Yes, it's Saturday night, and I am where I almost always choose to be: curled up on the couch with my laptop and my (2nd) glass of Cab. The hubster is up caging the children for the night, I've got some silly pop culture VH1 show on the TV, and I am officially me-llelow like Jell-o. Today was a nice quiet day at home. We had big plans (weather permitting) to go to a water park today, but the little one woke up at 2 AM last night burning up with fever. I found myself on the couch at 2:15 with both kids drinking from their little Capri-Sun flavored water pouches, accepting the proffered Motrin droppers with such little fuss that it was clear they weren't feeling well.

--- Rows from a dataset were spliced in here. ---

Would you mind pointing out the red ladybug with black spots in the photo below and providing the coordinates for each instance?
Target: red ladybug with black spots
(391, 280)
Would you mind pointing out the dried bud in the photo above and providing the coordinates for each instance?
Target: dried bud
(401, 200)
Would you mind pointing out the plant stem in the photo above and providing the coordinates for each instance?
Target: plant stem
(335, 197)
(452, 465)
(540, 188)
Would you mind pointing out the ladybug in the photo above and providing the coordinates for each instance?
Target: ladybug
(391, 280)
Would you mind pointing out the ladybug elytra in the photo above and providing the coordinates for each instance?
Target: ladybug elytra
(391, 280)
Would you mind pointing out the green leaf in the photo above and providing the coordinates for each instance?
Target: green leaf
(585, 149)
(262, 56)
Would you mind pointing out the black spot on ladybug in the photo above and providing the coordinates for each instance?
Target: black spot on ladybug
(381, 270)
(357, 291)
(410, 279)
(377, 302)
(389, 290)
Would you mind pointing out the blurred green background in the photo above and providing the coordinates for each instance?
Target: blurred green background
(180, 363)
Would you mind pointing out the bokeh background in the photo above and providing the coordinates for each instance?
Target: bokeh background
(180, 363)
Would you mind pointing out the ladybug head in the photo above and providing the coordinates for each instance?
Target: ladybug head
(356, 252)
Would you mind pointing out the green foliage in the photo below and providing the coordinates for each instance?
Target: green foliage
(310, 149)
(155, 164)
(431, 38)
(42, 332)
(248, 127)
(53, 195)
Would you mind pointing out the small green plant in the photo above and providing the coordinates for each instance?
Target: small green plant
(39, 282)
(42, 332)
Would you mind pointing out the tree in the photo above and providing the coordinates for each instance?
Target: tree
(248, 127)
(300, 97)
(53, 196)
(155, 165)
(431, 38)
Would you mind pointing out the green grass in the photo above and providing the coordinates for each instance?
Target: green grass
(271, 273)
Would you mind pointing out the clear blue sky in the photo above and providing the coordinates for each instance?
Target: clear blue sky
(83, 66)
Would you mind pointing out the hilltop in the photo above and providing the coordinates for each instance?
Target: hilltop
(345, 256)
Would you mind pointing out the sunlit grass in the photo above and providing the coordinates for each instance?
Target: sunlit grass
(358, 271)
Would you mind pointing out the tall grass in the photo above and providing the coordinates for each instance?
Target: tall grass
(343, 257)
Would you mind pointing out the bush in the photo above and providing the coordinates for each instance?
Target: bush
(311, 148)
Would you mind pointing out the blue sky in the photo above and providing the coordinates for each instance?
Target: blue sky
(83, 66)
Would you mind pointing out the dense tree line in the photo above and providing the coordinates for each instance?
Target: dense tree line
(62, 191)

So, we stayed home today. I love staying home; I am a home body by nature, after all. However by around 3 PM I start to get a little stir-crazy. I wish my attention span would make a come-back. I used to sit and read for hours and wish I had more time to do it, but lately I just can't seem to find a book that holds my attention. I have about 4 of them bookmarked, and I'll sit and read a chapter here and a chapter there, but never feel that pull to sit and finish it. The same goes for my writing; I feel no inspiration whatsoever. Hopefully my broke-down crack whore muse will return at some point so I can get the creative juices flowing again. Until then, I will just bore you all with my little bloggy thoughts. Like these:
Why does self-tanner have to smell like crap?

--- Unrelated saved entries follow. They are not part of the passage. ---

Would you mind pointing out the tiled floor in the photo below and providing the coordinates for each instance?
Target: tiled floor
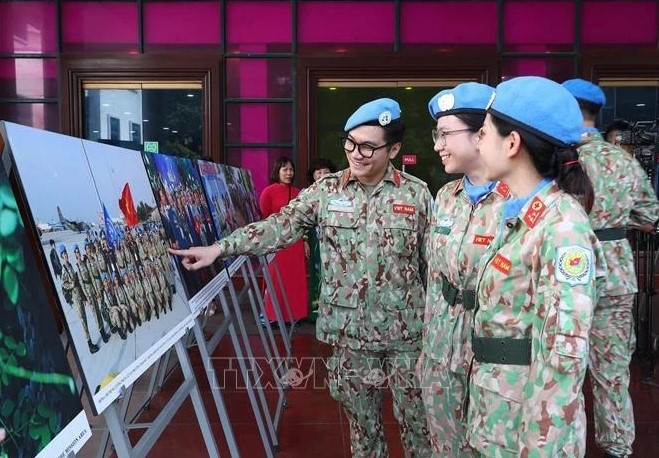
(312, 423)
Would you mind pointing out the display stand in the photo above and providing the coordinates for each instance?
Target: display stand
(118, 429)
(647, 257)
(266, 261)
(234, 324)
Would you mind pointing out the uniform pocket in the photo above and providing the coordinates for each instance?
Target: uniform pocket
(495, 406)
(399, 235)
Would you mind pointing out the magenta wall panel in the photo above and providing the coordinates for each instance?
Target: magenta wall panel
(346, 22)
(182, 23)
(28, 78)
(39, 115)
(619, 22)
(28, 27)
(538, 22)
(259, 22)
(453, 22)
(99, 26)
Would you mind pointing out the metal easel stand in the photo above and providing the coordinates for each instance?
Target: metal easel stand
(287, 335)
(253, 377)
(646, 258)
(118, 428)
(652, 341)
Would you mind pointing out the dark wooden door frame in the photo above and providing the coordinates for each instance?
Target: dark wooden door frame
(620, 63)
(468, 65)
(78, 69)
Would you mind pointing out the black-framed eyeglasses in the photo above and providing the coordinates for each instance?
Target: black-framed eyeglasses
(440, 135)
(366, 151)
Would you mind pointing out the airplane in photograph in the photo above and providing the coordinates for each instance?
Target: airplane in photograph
(76, 226)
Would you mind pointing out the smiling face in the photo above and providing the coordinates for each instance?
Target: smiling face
(370, 171)
(456, 145)
(286, 173)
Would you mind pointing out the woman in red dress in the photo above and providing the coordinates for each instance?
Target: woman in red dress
(290, 261)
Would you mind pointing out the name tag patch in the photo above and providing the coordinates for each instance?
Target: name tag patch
(404, 208)
(482, 239)
(444, 226)
(502, 264)
(573, 265)
(341, 205)
(534, 212)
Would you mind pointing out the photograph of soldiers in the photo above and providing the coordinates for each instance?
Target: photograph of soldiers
(221, 206)
(110, 332)
(372, 296)
(185, 214)
(55, 263)
(237, 192)
(37, 389)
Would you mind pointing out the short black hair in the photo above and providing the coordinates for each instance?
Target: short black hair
(279, 164)
(320, 163)
(589, 110)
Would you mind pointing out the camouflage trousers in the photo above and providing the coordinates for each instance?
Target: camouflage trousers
(612, 342)
(444, 395)
(357, 380)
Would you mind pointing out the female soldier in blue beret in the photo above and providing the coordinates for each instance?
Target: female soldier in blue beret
(463, 224)
(536, 287)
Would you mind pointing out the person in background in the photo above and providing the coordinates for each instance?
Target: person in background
(623, 197)
(318, 169)
(290, 260)
(374, 224)
(537, 282)
(464, 222)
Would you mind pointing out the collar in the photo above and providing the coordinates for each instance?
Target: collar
(501, 188)
(589, 132)
(392, 175)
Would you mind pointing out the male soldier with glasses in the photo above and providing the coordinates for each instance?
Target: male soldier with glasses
(373, 224)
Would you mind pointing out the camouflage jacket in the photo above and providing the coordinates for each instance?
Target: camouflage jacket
(623, 195)
(459, 235)
(538, 280)
(371, 251)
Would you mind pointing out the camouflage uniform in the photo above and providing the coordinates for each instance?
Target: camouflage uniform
(459, 235)
(372, 296)
(536, 292)
(623, 194)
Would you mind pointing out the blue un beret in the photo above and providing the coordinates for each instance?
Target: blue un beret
(585, 90)
(540, 105)
(463, 98)
(382, 110)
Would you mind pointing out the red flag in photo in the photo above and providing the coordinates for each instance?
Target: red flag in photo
(127, 207)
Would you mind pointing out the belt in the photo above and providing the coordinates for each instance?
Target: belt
(611, 233)
(502, 350)
(452, 294)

Let it be known that I am generally at peace with my paleness. I am simply not someone who gets bronzed in the summer, and I am beyond trying to fake it. I love to go sit in the sun to soak it in to raise my spirits, but always with sunblock and I can really only stand it for about 30 minutes before I start feeling hot and sweaty and need to seek shade. I don't turn "tan," I turn red and freckle-y, so what's the point?
BUT, I do like to wear skirts and shorts and I like bare legs, so that means I feel the need to keep the glare down to a minimum. We don't need people driving off the road because they are blinded by the brilliant flash of white that occurs when sunlight meets my bare legs, after all!
Every summer I try the various lotions that claim to have "subtle self-tanners" in them, and every year I find one that is... okay. Not fantastic, just okay. What irks me is the smell. Why is it that they can't seem to formulate a subtle self-tanner that doesn't smell like... I dunno, there's no comparison. It's such a distinct scent. Stale skin? A "used diaper filled with Indian food?"
Yeah, that's about right.
It's not a scent that I enjoy, that's for sure. Why must I be forced to make this choice? I can be ridiculously pasty OR smell like unfiltered desperation? *sigh* It is tough being a girl.
That's all I got. Happy Saturday night, everyone!